Designer Chloe Dao, Patternmaking Technology ’94, says that selling masks is a way to keep her business going at a time when people are buying less and shops and boutiques are closing. The Houston designer initially began making masks out of scraps of fabric to give to medical and essential workers, asking her Instagram followers for donations. “Then I got this email, saying, ‘I would love to donate, but I want to be guaranteed a mask,’ and I was like, ‘Oh, maybe I should sell these.’ Bills were coming up, I had run out of fabric and had to buy more, I was still paying my employees, so I was like, ‘I need to be realistic about this.’”

Now, the season two Project Runway winner sells masks in several patterns in cotton or an antibacterial neoprene for between $12 and $25. The funds enable Dao to avoid losing money while providing masks to homeless shelters, medical workers, and more. She says she’s donated 4,000 masks so far.

Kaye says that despite using expensive fabrics, he feels that he can’t charge more than $10 for one of his signature creations. “The price covers the [cost of production] and my time,” he says. “I don’t want to price gouge—I see this as paying it forward.”

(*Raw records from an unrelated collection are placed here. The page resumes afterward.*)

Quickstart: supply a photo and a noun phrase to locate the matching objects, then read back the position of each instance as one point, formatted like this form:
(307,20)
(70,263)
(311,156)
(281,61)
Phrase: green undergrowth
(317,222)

The designer initially wanted to donate masks to hospitals, using a pattern from the Centers for Disease Control and Prevention. “I had a table full of Liberty of London fabrics under my table, and I made 50 of them,” he says. “Then the edicts came out that hospitals did not want homemade masks.”

Kaye instead distributed the swanky masks to neighbors and friends. “My partner walks the dog in Central Park with a whole litany of Park Avenue ladies, and they all started wearing them. Soon I was getting all these orders from the Upper East Side.”

Since then he’s made more than 1,000 masks, and has expanded his offerings to include children’s sizes (in fun cartoon prints). He has 101 different prints to choose from, ranging from art nouveau swirls to elegant butterflies to tough tartans.

And the high-end designer, who has gowns in FIT’s and the Met’s collections, treats mask-making as seriously as his couture.

“This isn’t a short-term thing,” Kaye says. “The world is going to have to be wearing masks, and it might be for a while. It could be forever. So I try to make them as extremely beautiful as I can.”